Doggerland era una tierra que conectaba Gran Bretaña con Europa continental, sumergida por el mar del Norte tras la última glaciación. Humanos vivían en estas tierras fértiles llenas de recursos y animales.
En Doggerland, encarnas un clan alrededor del año 15,000 a.C. Tu objetivo: desarrollar tu clan para dejar una huella de su existencia para los siglos venideros. Los jugadores aumentan su población, fabrican objetos artesanales, pintan murales en las cuevas, erigen megalitos para los dioses y, sobre todo, sobreviven a las duras estaciones. Para ello, exploran el territorio circundante y se adaptan a los recursos disponibles. El territorio es diferente en cada partida gracias a losetas modulares.

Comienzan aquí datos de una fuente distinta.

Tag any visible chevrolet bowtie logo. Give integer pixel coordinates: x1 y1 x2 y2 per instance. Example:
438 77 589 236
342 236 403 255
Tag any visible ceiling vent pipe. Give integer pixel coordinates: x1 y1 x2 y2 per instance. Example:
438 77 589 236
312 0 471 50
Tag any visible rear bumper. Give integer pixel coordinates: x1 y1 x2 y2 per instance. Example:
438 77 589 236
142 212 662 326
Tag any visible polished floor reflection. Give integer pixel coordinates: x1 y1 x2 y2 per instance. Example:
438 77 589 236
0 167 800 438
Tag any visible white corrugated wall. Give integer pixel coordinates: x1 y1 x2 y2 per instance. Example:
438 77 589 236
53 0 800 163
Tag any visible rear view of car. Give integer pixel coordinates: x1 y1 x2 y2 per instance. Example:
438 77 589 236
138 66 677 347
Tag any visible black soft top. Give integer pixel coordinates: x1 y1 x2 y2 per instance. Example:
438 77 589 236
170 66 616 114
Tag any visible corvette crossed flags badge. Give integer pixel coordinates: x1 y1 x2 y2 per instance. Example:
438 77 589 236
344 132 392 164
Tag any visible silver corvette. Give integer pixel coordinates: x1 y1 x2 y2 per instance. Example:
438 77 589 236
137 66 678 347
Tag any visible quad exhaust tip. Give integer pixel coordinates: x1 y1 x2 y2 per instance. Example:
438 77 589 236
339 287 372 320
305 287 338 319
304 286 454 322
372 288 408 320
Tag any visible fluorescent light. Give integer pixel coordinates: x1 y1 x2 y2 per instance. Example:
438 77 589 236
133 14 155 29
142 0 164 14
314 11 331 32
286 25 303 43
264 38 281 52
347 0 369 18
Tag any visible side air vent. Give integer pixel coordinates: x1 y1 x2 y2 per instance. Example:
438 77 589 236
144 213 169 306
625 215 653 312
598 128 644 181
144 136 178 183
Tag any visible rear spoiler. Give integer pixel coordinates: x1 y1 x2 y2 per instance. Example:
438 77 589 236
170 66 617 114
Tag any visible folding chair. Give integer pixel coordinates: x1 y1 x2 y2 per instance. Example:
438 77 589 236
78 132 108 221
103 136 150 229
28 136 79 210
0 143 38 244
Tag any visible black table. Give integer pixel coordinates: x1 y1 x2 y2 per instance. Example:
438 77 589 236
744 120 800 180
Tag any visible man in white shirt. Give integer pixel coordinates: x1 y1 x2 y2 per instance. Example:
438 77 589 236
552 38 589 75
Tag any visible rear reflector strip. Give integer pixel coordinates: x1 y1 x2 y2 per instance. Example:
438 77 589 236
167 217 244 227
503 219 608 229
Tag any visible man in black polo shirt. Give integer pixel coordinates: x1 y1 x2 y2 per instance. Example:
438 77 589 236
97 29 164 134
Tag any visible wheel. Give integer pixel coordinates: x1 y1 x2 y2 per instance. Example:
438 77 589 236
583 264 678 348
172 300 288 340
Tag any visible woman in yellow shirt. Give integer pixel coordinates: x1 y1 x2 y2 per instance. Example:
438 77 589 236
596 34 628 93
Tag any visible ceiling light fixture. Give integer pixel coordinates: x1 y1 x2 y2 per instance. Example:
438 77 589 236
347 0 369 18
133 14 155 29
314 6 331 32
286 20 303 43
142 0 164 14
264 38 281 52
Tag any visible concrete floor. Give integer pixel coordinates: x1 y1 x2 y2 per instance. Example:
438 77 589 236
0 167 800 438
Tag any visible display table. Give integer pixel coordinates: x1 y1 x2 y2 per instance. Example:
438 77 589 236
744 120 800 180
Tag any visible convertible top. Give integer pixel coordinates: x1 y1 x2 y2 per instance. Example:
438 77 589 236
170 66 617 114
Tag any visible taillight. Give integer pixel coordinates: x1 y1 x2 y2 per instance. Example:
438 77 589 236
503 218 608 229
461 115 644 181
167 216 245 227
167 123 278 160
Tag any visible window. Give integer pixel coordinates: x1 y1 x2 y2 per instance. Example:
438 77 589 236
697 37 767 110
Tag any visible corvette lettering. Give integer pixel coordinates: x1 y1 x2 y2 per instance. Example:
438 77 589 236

En cada turno, los jugadores programan sus acciones y luego las ejecutan. Estas acciones varían según los recursos disponibles, su abundancia o escasez alrededor de sus aldeas, y también según las acciones de los demás jugadores. Con el tiempo, los recursos se agotan y los clanes deben migrar para encontrar lo que necesitan para su desarrollo y supervivencia.
En cada clan, un jefe otorga bonificaciones y un chamán permite acciones poderosas y únicas gracias a su conocimiento y magia. Después de 6 a 8 estaciones, el clan que haya acumulado más puntos gana la partida.